Deftige Krisen haben oft die Eigenschaft, ohne größeren Megaeinschlag ganz plötzlich und durch unerwartete, neue Ereigniskombinationen einzutreten, so dass vorher der berühmte (Krisen)Gorilla durchs Bild marschiert und selbst die aufgeblähte Kontrollbürokratie bemerkt ihn trotz angestrengter Argusaugen nicht. Der Kipppunkt könnte durch überschuldete amerikanische Autokäufer oder Studiengebührenkredite, durch Amokhandlungen von the Donald, Erdogan oder anderen Alphamännchen auch innerhalb Europas, womöglich doch nicht leistbare Primärschüsse oder der zu hohe Stand der griechischen Staatschulden eintreten. Oder der Euro scheitert noch wegen Austrittsbestrebungen, oder der Ausstieg aus der ultralockeren Geldpolitik misslingt, oder eine internationale Megabank wird insolvent. Und schließlich: Nie war die internationale Verschuldung von Staaten, Haushalten und finanz- und realwirtschaftlichen Unternehmen mit rund 300 Prozent des Welt-BIP so hoch wie heute und nicht zuletzt wegen Chinas Schuldenrallye deutlich höher als vor Ausbruch der Finanzkrise und klar schneller ansteigend als das Welt-BIP. Ich bin also bezüglich des Absturzpotentials sehr „zuversichtlich“!

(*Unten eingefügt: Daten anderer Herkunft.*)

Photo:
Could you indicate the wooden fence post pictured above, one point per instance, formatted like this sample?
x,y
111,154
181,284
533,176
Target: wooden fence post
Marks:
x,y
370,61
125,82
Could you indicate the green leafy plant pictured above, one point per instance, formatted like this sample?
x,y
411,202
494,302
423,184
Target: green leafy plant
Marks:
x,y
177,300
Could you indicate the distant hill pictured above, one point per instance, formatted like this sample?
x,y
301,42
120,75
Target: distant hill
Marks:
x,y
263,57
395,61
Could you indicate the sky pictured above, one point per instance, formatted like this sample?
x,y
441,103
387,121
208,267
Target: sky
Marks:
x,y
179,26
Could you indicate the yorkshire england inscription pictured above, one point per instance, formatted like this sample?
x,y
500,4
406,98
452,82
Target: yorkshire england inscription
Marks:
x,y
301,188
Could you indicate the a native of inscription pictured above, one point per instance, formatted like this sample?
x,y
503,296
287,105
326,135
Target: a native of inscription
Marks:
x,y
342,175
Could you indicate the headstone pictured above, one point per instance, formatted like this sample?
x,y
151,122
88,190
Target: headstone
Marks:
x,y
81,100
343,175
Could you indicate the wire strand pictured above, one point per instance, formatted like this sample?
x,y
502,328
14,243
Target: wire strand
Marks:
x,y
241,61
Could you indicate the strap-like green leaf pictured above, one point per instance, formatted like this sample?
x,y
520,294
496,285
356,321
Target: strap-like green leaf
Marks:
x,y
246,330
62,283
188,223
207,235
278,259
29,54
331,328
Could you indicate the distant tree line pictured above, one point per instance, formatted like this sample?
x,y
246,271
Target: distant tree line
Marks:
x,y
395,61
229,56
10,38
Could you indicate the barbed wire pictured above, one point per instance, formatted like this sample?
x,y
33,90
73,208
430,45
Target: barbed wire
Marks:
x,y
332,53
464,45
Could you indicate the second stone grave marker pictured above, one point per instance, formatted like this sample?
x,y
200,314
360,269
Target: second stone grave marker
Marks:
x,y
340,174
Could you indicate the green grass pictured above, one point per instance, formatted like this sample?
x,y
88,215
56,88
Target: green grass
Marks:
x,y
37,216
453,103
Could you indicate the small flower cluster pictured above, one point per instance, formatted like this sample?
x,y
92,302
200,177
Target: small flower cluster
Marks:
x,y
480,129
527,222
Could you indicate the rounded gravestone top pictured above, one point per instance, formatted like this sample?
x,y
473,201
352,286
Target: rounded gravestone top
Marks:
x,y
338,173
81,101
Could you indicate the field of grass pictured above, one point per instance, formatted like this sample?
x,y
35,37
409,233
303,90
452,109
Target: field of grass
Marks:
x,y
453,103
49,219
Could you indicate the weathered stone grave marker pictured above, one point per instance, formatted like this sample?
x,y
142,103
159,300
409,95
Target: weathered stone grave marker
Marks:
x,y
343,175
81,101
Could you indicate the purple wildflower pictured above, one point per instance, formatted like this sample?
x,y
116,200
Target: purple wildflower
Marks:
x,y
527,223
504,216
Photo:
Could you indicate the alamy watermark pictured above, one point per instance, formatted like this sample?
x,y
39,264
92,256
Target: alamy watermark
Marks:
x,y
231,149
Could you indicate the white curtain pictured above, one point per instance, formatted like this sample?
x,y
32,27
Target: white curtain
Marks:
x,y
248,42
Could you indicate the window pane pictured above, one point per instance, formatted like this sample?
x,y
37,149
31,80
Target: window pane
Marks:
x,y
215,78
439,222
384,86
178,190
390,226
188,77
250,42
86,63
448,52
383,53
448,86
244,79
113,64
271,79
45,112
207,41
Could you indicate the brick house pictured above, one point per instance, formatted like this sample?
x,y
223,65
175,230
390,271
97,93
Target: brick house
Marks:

[«*] Helge Peukert ist apl. Professor an der Universität Siegen und baut dort den Studiengang Plurale Ökonomik mit auf. Mit „Die große Finanzmarkt- und Staatsschuldenkrise“ und „Das Moneyfest“ hat er zwei kritische Bücher zur Finanzkrise geschrieben und gerade vorherrschende „Mikroökonomische Lehrbücher: Wissenschaft oder Ideologie?“ und „Makroökonomische Lehrbücher: Wissenschaft oder Ideologie?“ (beide Metropolis Verlag, 2018) auch mit Bezug auf die dortige Sicht der Geld- und Finanzmärkte untersucht.